TULIO DEMICHELI | ABC - 20/11/2005
El creador de Alatriste publica «No me cogeréis vivo», la recopilación de
los artículos que han aparecido los últimos cinco años en "El semanal".
«Lo mío es una mirada sobre el mundo, a veces un pensamiento, otras un
cabreo, pero siempre un ajuste de cuentas». No deja títere con cabeza.
MADRID. «Mira quién entra», dice Corina Arranz. Es Arturo
Pérez-Reverte quien cruza la puerta del café Gijón. Trae un libro en las
manos y se detiene frente al despachillo para saludar a Alfonso, el
cerillero que ha vendido tabaco y visto pasar la vida desde allí, con su
batín azul, siempre descorbatado, durante los últimos treinta años. El
Gijón ya no sería el Gijón sin Alfonso, el cerillero anarquista, culto,
incluso autor. Se incorpora y se saludan con familiaridad. Hojea el
libro que le ofrece y sonríe: está dedicado; luego Pérez-Reverte le
busca las páginas que él protagoniza. En fin, su amigo Arturo ha venido a
traerle «No me cogeréis vivo» (Alfaguara), recopilación de los
artículos que desde hace muchos años publica en «El Semanal» y que acaba
de salir.
Nos acercamos a saludarles y Pérez-Reverte se jacta con orgullito de
buen cumplidor: «No he fallado ni un solo domingo. Cuando era reportero
dejaba escritas ocho o nueve columnas si me iba de viaje. Cada cinco
años las reúne mi amigo José Luis Martín Nogales, aunque no todas,
serían demasiadas». Luego, nos desanima: «Nada de entrevistas, no le
quiero hacer promoción». Entonces, Alfonso intercede y no hay mejor
intercesor. Cuando Alfonso asistió invitado a su discurso de ingreso en
la Academia, y se puso corbata, además le tocó sentarse junto a Jesús de
Polanco. Aquella gloriosa tarde el cerillero anarquista, culto y aun
autor le dio al gran empresario «una brasilla libertaria de la leche»

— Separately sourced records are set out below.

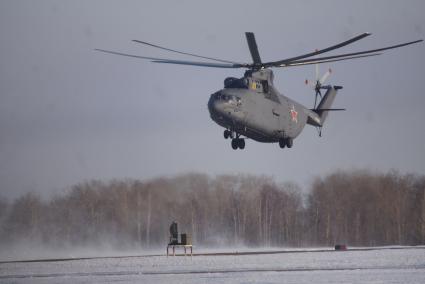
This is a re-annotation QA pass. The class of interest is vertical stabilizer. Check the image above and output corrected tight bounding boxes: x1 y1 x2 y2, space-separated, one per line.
314 86 342 125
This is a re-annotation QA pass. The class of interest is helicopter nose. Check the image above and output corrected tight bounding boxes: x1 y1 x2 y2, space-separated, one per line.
208 91 222 115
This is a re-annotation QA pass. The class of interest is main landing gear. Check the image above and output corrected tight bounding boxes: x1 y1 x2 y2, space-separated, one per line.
223 129 245 150
279 137 294 149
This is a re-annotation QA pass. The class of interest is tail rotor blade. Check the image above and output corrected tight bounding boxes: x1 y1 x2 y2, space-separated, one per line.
319 68 332 84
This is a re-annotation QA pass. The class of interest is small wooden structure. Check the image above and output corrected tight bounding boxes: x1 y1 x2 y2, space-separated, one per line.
167 244 193 257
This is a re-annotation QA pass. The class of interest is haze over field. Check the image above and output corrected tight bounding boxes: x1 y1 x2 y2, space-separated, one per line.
0 1 425 199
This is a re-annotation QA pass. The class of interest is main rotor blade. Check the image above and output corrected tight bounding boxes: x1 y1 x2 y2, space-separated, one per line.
95 48 246 68
152 59 242 68
263 33 371 67
245 32 261 64
274 39 423 67
274 53 382 67
133 39 240 64
94 48 169 60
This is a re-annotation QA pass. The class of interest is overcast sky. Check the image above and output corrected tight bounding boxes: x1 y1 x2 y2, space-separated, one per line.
0 0 425 198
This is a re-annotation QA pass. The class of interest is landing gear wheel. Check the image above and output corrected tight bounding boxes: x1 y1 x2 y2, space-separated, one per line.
232 139 239 150
237 138 245 150
286 138 294 148
279 139 286 149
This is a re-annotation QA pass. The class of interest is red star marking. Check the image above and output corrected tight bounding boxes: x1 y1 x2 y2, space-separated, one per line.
291 106 298 122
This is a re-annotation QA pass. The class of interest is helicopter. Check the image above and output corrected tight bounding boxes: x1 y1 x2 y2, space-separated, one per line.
95 32 423 150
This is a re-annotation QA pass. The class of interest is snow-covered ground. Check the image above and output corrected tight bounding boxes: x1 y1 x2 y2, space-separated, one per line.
0 247 425 284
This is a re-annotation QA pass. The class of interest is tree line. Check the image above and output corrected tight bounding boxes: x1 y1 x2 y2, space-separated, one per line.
0 171 425 247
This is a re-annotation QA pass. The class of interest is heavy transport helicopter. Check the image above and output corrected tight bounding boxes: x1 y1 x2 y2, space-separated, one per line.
96 32 423 150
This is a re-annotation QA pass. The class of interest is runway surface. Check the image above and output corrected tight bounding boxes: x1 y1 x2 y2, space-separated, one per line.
0 247 425 283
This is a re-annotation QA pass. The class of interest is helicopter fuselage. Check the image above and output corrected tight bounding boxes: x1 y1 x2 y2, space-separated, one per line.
208 69 311 143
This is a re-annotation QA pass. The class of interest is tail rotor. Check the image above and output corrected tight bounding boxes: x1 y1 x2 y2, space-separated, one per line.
305 59 332 108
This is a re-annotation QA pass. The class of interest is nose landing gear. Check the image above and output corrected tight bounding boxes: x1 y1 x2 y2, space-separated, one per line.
279 137 294 149
232 138 245 150
223 129 245 150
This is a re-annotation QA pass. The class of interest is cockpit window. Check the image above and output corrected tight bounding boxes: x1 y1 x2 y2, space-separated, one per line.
224 77 248 89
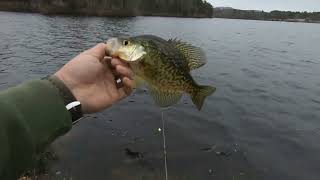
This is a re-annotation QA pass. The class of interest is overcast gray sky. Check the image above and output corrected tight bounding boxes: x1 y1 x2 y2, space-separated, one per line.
207 0 320 11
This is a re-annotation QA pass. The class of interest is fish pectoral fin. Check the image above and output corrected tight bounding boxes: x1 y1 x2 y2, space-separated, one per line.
133 75 145 88
168 39 207 71
149 86 182 107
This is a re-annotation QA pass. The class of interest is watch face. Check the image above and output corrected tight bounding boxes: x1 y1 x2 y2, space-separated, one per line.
66 101 81 111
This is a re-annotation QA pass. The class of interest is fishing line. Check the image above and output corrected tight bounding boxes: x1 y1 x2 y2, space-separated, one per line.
161 111 168 180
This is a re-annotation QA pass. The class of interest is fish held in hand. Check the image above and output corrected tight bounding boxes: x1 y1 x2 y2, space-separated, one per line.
106 35 216 110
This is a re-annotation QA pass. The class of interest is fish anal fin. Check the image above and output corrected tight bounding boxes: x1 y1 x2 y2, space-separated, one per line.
149 86 182 107
191 86 216 111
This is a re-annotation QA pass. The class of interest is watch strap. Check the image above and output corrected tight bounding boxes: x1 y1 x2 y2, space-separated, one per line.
47 75 83 122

-como se cuenta en el libro-. Y claro, Pérez-Reverte acepta.
-¿Considera sus artículos semanales como periodismo literario?
-Periodismo es lo que hace Raúl del Pozo, un columnista que habla de
la realidad, de la política. Lo mío es una mirada sobre el mundo, a
veces un pensamiento, otras un cabreo. Es un ajuste de cuentas semanal.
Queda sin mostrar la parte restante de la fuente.